I was reading about how STP determines which port to block. I was looking at this url https://ciscoiseasy.blogspot.co.uk/2010/10/lesson-20-spanning-tree-protocol.html explicitly this section
The following algorithm is used to determine the root port or designated port (in order):
- Prefer the lowest Root Path Cost.
- In case of the same Root Path Cost, prefer the lowest Bridge ID of the designated switch (the neighbor that sends BPDUs).
- In case of receiving BPDUs on multiple ports from the same designated switch (BPDU sender), prefer the lowest Port ID (known also as port priority) of the sender. That parameter has a default value 128 and is configurable.
- In case of all above are did not resolve the problem, prefer the lowest Port ID of the BPDU sender.
The first 3 parts I understand fine. It's the last one that I wanted some clarification on.

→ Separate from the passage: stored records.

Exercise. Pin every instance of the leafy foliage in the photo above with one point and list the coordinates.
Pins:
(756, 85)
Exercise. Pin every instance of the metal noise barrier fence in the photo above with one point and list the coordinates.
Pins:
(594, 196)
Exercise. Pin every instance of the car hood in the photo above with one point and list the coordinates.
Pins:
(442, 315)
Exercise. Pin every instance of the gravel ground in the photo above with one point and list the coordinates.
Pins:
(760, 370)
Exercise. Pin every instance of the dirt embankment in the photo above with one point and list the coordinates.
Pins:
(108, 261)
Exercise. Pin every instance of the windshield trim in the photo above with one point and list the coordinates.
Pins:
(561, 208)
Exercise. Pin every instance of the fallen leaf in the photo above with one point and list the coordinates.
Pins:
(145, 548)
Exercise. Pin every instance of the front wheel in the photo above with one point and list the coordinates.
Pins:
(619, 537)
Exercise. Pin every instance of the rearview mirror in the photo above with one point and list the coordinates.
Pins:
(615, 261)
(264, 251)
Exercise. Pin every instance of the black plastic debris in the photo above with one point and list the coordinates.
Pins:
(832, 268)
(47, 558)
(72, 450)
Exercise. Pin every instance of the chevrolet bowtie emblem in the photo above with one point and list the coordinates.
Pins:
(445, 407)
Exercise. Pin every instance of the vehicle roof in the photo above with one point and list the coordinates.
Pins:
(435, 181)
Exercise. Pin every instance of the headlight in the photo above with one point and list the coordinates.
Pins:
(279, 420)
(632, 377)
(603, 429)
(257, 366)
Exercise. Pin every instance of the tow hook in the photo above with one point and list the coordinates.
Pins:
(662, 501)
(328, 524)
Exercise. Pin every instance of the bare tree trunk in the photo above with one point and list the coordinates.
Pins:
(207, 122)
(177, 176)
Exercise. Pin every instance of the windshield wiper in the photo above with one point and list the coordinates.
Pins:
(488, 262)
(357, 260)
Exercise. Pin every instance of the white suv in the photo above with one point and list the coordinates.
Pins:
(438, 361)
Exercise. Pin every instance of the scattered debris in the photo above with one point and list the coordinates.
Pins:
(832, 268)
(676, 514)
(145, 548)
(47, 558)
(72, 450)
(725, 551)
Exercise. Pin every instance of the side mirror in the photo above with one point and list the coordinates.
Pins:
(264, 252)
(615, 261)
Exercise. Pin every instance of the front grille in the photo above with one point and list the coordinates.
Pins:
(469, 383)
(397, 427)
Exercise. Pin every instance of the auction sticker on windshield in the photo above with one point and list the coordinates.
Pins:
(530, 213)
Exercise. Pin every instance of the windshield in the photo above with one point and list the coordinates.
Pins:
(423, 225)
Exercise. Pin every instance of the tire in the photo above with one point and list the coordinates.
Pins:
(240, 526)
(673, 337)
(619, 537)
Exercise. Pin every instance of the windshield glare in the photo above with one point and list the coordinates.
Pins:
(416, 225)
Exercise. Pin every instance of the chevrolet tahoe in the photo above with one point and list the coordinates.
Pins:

The website goes on to show and example where the BPDU frame is being sent from a switch (SW3) on interfaces Fa0/3 and Fa0/4 to another switch (SW4). SW4 chooses it's port Fa0/1 because that port is connected to Fa0/3 and 3 is lower than 4.
My question is:
Is that really as simple as it sounds? A simple calculation on which port number is lower or is there more to it? What would happen if I had Po1 and Fa0/1 and all other factors were the same?
Best Answer
If you do show spanning-tree, the port ID is the Nbr element in the Prio.Nbr column. For this example Gi0/0 is port 1, Gi0/1 is port 2, Po1 is port 65. You will find that all the interfaces of a type are grouped and the port IDs are ordered within that group.